If you’re worried about thermal effects from a smart meter, try this experiment: Stand really close to your wireless router (that’s the box in your house that makes your wireless internet go) until you feel warm. A smart meter would expose you to about four times as much energy if it were constantly transmitting, which it isn’t, but you can figure that you would feel thermal effects in about a quarter of the time. Go on, we’ll wait.
(Do not, incidentally, put your scrotum right on the router, for myriad reasons but especially because sperm are particularly susceptible to thermal effects. You’re probably not going to have any problems from just normal amounts of radiation, but don’t push it, unless you’re deliberately doing your part for zero population growth.)
Graph: California Council on Science and Technology [PDF]
Could have other effects that may or may not exist: So now we come to “non-thermal effects,” the bête noire of the anti-electromagnetic movement. Non-thermal effects, if they are a thing, happen when energy from a weak electromagnetic wave, one that doesn’t have enough power to have any thermal effect, jostles molecules and interferes with their oscillation. This could potentially have negative effects, like causing or exacerbating cancers. The jury is out on whether they’re a thing, though — they’re like dark matter or ghosts, in that they’d explain a few things but are hard to prove or disprove.

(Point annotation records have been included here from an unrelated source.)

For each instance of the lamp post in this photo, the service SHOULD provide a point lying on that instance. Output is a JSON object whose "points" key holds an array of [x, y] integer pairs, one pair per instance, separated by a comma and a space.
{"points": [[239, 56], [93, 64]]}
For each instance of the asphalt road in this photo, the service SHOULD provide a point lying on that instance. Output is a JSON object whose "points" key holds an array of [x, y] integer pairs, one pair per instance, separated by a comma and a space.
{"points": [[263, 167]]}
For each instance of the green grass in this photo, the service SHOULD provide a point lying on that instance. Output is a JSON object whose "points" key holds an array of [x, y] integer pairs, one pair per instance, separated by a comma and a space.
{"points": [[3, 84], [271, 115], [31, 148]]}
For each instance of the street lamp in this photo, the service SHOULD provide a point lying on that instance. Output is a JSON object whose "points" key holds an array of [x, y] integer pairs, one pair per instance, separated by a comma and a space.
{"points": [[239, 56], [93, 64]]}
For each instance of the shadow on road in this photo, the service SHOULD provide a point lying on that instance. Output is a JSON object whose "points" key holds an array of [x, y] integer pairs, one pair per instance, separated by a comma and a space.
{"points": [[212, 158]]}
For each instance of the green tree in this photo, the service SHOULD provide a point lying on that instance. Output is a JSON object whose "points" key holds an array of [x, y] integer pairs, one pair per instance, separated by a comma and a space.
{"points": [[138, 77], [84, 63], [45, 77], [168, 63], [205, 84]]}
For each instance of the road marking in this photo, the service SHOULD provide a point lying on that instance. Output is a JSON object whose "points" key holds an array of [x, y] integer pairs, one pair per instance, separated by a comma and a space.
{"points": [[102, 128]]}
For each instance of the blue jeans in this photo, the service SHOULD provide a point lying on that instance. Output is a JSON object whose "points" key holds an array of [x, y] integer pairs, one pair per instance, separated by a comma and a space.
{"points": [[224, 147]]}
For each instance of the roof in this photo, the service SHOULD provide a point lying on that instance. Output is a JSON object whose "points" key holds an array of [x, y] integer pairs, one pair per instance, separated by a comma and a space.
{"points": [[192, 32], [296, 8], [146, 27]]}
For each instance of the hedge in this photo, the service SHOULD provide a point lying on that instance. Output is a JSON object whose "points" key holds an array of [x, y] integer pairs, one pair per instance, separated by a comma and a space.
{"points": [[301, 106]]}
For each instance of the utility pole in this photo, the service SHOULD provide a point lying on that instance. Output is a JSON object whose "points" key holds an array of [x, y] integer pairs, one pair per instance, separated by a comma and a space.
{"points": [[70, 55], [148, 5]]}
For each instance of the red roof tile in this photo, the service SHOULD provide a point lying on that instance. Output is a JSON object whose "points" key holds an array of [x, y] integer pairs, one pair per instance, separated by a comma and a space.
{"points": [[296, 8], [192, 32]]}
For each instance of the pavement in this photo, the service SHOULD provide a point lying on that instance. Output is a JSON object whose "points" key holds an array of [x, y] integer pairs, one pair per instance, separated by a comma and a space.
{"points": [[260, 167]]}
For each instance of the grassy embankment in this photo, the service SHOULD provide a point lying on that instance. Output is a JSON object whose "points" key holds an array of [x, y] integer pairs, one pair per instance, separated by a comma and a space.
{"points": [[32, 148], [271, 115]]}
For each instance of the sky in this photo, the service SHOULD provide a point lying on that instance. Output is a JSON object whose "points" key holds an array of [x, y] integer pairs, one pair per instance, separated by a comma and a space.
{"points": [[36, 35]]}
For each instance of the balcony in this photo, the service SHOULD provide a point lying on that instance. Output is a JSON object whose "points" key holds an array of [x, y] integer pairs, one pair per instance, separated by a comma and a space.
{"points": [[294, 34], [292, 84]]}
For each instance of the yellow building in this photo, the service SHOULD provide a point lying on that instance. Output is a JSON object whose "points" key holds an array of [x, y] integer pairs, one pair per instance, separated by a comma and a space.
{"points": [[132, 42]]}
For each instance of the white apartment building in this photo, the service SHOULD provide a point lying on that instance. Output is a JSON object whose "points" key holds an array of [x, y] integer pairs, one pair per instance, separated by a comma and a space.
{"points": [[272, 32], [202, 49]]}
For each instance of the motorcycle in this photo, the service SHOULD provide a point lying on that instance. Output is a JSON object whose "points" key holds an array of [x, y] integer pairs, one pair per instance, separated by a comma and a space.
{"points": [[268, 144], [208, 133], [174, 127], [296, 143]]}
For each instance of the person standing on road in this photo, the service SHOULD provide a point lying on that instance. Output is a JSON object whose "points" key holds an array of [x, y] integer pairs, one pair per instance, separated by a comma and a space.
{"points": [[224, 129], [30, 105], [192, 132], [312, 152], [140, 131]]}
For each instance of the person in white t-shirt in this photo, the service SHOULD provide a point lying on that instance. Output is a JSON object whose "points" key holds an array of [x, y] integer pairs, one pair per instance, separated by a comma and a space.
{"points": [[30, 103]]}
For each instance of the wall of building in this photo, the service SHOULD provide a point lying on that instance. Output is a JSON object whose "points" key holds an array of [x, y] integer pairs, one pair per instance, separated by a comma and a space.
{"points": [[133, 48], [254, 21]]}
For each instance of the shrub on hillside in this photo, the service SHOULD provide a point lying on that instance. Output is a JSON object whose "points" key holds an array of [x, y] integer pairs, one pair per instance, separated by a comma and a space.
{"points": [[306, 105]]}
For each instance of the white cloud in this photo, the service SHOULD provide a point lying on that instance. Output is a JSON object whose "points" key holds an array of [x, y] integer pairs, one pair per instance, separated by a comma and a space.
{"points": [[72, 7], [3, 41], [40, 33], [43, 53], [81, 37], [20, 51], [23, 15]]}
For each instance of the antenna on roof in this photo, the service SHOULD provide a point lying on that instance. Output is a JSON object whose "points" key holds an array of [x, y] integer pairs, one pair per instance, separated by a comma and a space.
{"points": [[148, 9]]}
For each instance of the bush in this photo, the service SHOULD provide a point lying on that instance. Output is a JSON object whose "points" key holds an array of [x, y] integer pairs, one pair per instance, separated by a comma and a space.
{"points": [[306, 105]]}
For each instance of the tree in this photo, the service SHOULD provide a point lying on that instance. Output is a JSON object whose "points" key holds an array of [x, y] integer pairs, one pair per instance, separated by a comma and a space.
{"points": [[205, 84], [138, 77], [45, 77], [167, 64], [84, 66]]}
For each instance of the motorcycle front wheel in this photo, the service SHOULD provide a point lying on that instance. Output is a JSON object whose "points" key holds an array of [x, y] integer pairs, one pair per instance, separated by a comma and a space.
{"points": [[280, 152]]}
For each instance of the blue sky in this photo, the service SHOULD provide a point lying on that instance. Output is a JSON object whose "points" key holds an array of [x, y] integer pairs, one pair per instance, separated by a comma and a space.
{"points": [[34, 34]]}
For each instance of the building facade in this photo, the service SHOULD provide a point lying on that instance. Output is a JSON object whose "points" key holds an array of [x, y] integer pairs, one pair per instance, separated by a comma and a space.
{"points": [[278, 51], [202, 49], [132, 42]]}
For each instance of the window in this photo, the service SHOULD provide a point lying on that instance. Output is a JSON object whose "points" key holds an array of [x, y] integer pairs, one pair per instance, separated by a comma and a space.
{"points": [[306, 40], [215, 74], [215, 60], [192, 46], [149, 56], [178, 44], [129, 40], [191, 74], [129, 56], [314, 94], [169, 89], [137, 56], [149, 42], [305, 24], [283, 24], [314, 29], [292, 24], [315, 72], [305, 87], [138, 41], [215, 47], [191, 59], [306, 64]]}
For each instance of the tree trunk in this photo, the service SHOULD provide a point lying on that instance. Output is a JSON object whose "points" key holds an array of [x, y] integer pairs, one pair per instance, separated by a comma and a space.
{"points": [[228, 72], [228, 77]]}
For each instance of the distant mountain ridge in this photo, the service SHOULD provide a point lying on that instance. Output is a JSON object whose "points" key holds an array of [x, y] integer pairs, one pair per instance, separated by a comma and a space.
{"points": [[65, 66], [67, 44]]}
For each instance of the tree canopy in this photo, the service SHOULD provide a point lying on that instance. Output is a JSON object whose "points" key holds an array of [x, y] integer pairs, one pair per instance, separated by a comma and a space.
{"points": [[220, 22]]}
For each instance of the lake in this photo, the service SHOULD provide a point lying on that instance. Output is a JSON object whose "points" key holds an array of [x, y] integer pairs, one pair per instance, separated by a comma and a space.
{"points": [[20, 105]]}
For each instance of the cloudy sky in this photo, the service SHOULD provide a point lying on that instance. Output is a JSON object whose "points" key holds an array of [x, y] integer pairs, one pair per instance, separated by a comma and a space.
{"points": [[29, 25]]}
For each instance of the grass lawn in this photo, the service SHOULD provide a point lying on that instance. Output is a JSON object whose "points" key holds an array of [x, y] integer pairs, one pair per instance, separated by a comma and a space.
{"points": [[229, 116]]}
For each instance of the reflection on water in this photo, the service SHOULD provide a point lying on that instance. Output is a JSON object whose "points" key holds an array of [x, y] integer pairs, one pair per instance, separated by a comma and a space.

What about those symptoms? There’s no good evidence for health consequences from the level of electromagnetic radiation you’re normally exposed to, which is governed by pretty conservative regulations. One study did show a correlation between cell phone use and cancer, but didn’t establish whether the one caused the other. But here’s what one protestor had to say about that in the Times:
“No one who’s been affected by this is willing to wait for the science to catch up with the causal link,” said Elisa Baker-Cook, 40, a former journalist from Scarborough, Me., who is leading protests against Central Maine Power’s meters. “When someone is sensitive to wireless, they don’t need a causal link. Our bodies’ reaction is the causal link, and we learn to trust that.”
It’s certainly the case that people report sensitivity to electromagnetic radiation. Whether that’s what they’re actually experiencing is another matter — under lab conditions, “sensitive” folks can’t detect the presence of radiation any more reliably than people who didn’t report sensitivity [PDF]. And you also have to watch out for the nocebo effect, where people who believe they have an illness or are being exposed to something harmful are more likely to experience symptoms.

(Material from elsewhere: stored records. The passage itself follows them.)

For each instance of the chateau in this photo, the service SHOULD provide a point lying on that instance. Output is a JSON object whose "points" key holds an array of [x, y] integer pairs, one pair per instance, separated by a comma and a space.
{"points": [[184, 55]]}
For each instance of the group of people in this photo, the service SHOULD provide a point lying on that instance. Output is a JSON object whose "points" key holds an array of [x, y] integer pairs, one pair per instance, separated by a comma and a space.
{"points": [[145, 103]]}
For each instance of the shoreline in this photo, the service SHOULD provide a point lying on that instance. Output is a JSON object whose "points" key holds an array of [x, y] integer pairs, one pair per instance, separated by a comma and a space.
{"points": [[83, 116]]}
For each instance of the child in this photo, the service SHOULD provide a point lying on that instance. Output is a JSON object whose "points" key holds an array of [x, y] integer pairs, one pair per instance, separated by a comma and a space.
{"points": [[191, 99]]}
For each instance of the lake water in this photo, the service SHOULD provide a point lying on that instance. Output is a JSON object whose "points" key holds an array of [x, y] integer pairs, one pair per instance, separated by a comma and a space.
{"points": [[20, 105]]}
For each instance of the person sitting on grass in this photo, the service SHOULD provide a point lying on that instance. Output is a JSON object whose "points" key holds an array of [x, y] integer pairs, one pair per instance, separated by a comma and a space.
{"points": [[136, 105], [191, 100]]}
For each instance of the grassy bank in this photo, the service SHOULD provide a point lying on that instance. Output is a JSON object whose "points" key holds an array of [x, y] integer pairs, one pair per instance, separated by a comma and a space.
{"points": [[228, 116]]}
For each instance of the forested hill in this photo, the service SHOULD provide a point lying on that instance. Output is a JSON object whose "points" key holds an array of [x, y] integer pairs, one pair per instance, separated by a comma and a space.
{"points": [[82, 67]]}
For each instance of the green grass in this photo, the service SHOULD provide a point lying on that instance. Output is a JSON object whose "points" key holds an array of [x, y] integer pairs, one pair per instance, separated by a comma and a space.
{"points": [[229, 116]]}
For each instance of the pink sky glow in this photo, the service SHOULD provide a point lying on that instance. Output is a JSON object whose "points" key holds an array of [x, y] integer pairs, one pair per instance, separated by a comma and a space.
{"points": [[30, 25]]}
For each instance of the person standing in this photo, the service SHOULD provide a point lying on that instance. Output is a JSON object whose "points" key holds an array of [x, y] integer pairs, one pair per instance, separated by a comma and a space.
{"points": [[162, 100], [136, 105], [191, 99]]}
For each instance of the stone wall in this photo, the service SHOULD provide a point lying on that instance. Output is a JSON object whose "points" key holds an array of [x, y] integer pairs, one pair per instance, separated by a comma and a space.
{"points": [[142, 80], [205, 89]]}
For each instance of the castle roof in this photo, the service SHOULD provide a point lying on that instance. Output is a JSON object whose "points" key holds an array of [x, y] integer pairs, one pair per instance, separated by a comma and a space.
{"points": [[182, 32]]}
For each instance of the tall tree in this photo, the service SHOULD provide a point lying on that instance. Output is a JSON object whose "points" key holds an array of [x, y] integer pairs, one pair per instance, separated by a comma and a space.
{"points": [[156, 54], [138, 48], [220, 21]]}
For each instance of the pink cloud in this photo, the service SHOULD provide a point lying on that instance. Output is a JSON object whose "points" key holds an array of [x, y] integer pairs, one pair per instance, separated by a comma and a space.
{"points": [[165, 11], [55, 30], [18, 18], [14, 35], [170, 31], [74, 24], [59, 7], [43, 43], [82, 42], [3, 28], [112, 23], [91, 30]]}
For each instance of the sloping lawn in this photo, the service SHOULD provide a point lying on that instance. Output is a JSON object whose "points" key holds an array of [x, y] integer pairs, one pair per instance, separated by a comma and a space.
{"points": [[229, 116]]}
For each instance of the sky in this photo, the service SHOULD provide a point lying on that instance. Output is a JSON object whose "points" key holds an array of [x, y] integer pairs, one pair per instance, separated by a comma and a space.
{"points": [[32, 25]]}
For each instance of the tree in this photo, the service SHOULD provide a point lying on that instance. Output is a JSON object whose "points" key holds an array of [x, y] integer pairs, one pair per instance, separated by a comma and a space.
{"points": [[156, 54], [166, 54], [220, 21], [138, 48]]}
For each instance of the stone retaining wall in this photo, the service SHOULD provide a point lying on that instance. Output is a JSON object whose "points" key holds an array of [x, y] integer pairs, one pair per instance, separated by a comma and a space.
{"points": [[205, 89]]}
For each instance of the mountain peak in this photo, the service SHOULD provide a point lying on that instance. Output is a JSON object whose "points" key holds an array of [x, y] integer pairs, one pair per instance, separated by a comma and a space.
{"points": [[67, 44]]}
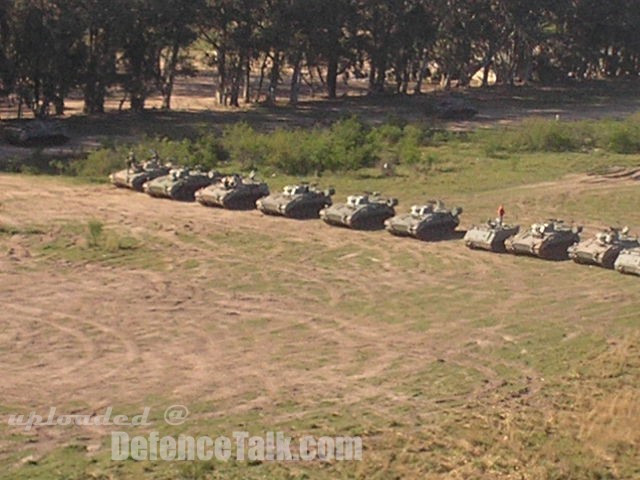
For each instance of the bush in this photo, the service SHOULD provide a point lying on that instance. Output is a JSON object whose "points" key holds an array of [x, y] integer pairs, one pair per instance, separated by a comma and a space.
{"points": [[624, 137], [206, 152], [244, 144]]}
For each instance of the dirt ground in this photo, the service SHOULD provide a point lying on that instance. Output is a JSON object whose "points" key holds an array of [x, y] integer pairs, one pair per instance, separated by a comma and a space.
{"points": [[237, 311]]}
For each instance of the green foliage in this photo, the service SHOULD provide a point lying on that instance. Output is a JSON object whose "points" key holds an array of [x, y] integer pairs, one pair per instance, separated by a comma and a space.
{"points": [[346, 145], [540, 135], [624, 137], [207, 151], [95, 231], [244, 144]]}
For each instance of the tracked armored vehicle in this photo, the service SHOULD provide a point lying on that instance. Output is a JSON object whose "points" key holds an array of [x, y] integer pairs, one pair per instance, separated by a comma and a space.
{"points": [[360, 212], [490, 236], [604, 248], [296, 201], [628, 261], [180, 184], [137, 174], [35, 133], [431, 221], [549, 240], [233, 192], [453, 108]]}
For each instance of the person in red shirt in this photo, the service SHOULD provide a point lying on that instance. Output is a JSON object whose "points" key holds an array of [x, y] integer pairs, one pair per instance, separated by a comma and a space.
{"points": [[500, 214]]}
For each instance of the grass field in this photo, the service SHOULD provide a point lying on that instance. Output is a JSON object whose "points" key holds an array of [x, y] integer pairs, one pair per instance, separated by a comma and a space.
{"points": [[449, 363]]}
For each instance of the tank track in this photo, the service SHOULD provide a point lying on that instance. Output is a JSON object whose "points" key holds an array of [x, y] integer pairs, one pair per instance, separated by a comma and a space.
{"points": [[241, 203], [555, 252], [435, 233], [303, 212]]}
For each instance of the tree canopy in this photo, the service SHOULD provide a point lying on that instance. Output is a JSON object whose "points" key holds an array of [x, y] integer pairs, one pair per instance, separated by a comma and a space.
{"points": [[49, 48]]}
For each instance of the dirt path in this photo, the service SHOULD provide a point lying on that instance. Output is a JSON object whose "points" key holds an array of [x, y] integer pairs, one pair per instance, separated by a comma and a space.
{"points": [[91, 334]]}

That said, perhaps the best solution is the one proposed in the Times by California state assemblyman Jared Huffman: an opt-out plan for wireless smart meters (or rather, an opt-in plan to have hard-wired ones instead). Even if the meters aren’t actually harming your health, maybe you should be allowed to avoid them if you feel they are — just as you’re allowed to avoid wifi or cell phones in your house.

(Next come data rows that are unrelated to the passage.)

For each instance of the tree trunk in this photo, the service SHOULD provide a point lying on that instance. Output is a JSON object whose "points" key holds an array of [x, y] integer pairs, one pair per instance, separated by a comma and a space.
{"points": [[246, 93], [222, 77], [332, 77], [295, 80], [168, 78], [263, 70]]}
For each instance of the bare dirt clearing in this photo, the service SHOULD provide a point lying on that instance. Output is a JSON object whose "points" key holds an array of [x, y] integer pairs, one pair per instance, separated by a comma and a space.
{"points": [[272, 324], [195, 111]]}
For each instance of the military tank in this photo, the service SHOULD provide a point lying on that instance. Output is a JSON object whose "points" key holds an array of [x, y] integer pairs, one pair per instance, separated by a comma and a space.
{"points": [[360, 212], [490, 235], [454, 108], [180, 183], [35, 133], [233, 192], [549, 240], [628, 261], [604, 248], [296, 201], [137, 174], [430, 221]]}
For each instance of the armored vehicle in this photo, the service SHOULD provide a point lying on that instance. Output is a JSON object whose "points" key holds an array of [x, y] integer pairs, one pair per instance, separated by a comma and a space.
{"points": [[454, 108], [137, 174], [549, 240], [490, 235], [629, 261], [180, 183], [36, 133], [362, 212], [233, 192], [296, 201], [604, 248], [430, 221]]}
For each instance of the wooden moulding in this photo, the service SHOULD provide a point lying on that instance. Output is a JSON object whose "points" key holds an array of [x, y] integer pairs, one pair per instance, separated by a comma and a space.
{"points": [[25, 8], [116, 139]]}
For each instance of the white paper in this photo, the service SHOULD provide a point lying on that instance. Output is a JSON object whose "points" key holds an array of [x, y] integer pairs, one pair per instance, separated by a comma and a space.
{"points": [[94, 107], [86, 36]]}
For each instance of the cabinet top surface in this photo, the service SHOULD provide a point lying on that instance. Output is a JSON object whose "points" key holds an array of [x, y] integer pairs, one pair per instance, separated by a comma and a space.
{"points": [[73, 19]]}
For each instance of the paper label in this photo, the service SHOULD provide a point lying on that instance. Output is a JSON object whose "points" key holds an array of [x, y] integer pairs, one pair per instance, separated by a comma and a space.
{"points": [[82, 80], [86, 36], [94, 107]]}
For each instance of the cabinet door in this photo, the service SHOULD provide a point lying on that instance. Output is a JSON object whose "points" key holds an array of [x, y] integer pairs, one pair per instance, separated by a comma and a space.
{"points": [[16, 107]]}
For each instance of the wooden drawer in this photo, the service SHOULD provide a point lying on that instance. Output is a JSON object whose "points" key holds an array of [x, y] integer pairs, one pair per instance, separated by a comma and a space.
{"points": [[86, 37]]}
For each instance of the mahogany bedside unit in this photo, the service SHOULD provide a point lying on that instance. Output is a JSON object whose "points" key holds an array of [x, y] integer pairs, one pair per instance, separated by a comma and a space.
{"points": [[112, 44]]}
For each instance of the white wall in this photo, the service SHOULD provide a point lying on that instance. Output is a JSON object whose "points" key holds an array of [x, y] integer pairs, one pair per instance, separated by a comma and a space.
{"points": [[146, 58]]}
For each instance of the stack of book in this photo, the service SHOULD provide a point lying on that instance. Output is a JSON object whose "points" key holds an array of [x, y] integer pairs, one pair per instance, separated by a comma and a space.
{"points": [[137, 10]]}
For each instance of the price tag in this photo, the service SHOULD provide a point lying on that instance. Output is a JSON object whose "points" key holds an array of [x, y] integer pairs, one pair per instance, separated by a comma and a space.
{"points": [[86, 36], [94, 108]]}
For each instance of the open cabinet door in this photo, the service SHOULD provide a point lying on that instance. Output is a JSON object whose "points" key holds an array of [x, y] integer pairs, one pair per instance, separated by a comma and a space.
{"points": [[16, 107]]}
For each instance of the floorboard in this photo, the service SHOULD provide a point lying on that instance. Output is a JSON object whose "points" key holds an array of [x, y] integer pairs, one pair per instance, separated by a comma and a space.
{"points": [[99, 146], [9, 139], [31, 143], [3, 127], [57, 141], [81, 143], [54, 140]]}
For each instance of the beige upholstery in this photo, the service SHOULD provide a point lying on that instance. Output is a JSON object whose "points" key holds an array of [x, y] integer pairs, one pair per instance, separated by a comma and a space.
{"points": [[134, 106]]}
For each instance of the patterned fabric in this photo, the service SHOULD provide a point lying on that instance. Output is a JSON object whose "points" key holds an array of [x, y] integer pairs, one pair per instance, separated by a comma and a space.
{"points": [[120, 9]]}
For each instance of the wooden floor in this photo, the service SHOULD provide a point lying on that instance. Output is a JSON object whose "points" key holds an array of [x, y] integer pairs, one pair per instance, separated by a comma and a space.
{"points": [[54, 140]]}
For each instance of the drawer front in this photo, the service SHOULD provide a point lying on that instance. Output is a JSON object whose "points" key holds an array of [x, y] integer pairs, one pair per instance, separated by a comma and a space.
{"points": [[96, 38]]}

What about our freedoms? These aren’t the only concerns about smart meters, just the most quackish. One Tea Party-affiliated objector quoted in the Times described the meters as “the sharp end of a very long spear pointed at your freedoms.” Jonathan Hiskes wrote about some of the concerns about privacy and cost (as well as health) here in November:
The privacy concerns are the thorniest ones. The point of the meters is to collect vast amounts of user data that will let homeowners do more with less energy. That digital network — just like online banking or online voting — has triggered Big Brother anxiety that threatens to become a major barrier to the smart grid.
“Quite frankly you really don’t need to know if I ran my margarita blender 40 times in one night,” one commenter put it.